Figurative “Impossible Dream” Actually Impossible

According to this post over at BoingBoing: “It’s all but impossible to earn a living as a working artist, new report shows

I think we all kind of intuited this fact already. It’s why many of us dream about quitting our day-jobs to pursue our artistic impulses, but almost never actually do it. It’s why we think anyone who actually does try it is fucking crazy.

Some say true art has no practical, material utility. Perhaps that’s correct. It certainly seems to lack the useful feature of earning you a living.

Fanfic and Nothingness

This piece at NewStatesman claims to tell us “Why it doesn’t matter what Benedict Cumberbatch thinks of Sherlock fan fiction.”

I haven’t read it yet, but I’m going to guess that the reason it doesn’t matter what Cumberbatch thinks of Sherlock fan fiction is because nothing actually matters. We live in a frightening, indifferent universe, in which human concerns — so overpowering and insistent to us — are utterly insignificant.  We are each collections of self-assembling molecules, which feels like a remarkable thing. Except of course that all of those molecules existed before, and will continue to exist, as disparate elements for a far greater period of time than the brief moment during which they came together to form a human being.

To Honor and Surveil

“Technology has made cheating on your spouse, or catching a cheater, easier than ever. How digital tools are aiding the unfaithful and the untrusting—and may be mending some broken marriages.” {From The Adultery Arms Race @ The Atlantic | Via Slashdot}

Gee, it seems like a reeaal shame that I never got married anything — it seems like it’s a super fun and fulfilling institution.

Picky Daters — It’s Not All Bad

“Just look at what online dating has done to the meet market. The speed and frequency of transactions has gone up. Volatility has spiked as relationship investment strategy has changed from building long-term value to quarterly—or nightly—profits.” {From: How both dating and finance have been screwed by the Internet @ Slate | Via: The Morning News}

Let me tell you a little something about how the men of my family wind up in relationships. Step one is to live in a small town from which few people ever escape. Step two is to get a girl pregnant while you are still in high school, during an era in which you pretty much have to get married when that happens. And then get divorced before you have to start paying for your kids to go to college.

Thanks to the rise of contraception, easier travel options, and changing social mores, there are many reasons to hope that my family line will finally, at long last, die out. (God willing.)

The rise of Internet dating, with its high standards, harsh snap-judgements, and the constant, grinding rejection of its lower-rated users might sound like a bad thing at first. But it’s possible that this phenomenon will reduce the number of second-marriages the men of my family wind up in, so it’s difficult for me to be completely against it.

Clown Better

Today at Awful Library Books they’ve got a book about clowns.
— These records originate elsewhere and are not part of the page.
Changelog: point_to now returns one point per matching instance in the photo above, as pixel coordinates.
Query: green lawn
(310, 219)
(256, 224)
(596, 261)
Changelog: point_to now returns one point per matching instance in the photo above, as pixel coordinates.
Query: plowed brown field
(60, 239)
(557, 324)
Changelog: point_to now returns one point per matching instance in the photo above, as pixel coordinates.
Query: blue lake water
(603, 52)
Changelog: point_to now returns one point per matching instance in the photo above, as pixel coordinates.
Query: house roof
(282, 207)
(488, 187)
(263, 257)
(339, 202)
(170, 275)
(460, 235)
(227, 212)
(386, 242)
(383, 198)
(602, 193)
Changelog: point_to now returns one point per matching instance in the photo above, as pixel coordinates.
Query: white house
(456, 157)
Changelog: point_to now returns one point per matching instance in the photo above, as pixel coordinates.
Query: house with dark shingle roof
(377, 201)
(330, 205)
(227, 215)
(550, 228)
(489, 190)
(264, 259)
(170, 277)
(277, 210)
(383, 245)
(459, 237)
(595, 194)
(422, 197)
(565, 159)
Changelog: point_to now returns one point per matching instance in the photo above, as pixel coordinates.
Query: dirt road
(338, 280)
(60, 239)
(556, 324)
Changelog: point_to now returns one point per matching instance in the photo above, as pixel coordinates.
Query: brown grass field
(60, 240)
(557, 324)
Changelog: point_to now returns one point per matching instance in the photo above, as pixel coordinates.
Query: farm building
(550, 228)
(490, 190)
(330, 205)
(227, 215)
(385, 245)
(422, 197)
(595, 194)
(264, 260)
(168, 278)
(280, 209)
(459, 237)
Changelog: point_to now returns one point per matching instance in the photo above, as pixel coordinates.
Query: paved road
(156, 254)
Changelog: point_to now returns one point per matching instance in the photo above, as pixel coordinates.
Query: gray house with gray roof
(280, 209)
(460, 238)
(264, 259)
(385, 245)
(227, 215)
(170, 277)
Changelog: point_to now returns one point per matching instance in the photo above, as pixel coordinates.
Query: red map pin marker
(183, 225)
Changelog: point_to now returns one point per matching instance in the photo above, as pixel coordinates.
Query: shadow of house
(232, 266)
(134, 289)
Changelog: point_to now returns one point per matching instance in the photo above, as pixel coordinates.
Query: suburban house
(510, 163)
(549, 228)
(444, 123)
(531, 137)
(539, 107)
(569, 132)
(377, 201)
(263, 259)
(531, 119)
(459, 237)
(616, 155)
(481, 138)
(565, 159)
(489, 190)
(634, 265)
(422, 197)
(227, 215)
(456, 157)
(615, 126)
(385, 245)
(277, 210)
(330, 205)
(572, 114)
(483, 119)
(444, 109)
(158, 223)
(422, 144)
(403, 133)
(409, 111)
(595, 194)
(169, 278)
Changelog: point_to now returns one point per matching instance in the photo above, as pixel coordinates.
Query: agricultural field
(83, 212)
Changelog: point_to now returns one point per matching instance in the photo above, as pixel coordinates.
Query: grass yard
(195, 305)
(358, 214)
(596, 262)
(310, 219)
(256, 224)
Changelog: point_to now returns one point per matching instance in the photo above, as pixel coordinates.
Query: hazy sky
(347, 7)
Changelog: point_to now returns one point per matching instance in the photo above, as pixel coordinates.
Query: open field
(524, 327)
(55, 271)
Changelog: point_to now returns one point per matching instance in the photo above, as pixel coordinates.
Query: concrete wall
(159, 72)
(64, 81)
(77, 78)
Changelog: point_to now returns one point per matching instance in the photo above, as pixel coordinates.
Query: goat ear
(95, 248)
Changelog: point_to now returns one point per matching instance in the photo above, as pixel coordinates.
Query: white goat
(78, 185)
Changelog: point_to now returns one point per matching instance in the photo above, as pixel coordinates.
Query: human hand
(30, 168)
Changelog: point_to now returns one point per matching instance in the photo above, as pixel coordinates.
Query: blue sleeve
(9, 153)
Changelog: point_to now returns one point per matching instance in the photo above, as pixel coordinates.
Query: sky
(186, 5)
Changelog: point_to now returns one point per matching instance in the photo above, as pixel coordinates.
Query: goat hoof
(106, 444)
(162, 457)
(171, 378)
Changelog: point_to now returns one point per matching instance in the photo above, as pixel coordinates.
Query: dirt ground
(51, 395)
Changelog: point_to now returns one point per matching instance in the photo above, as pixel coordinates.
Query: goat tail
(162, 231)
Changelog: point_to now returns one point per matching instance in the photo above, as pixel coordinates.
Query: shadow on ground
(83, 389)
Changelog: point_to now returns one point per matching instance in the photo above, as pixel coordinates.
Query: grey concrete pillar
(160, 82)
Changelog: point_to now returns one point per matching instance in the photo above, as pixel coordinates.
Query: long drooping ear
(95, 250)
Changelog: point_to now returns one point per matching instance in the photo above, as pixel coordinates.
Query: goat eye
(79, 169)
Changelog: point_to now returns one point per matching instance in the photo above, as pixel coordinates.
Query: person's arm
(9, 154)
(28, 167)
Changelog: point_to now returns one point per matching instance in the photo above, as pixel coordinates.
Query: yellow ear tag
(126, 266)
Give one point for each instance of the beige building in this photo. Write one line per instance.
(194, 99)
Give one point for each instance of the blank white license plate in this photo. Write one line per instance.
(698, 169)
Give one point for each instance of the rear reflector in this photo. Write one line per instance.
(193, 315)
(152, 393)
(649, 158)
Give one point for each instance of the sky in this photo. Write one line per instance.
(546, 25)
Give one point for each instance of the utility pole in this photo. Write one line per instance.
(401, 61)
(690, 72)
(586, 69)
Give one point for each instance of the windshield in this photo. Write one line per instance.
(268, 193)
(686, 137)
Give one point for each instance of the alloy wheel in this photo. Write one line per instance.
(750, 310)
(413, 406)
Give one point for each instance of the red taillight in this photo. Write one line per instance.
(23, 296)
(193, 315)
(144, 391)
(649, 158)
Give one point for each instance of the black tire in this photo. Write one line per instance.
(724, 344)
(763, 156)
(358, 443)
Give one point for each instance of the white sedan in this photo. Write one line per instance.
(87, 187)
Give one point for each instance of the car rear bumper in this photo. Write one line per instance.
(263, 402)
It’s called Creative Clowning — as opposed to derivative, hackneyed clowning, I guess. I had no idea there were such distinctions in the art-form; is there much wild innovation in the clowning world these days? Yes, probably, but I don’t want to know.

Just to clarify — in case anyone is wondering — I’m not personally afraid of clowns. It’s just that clowns are people (well, mostly) — people who choose to wear corpse paint and fright wigs, who make a habit of baffling sensitive children at the circus. And that’s terrifying.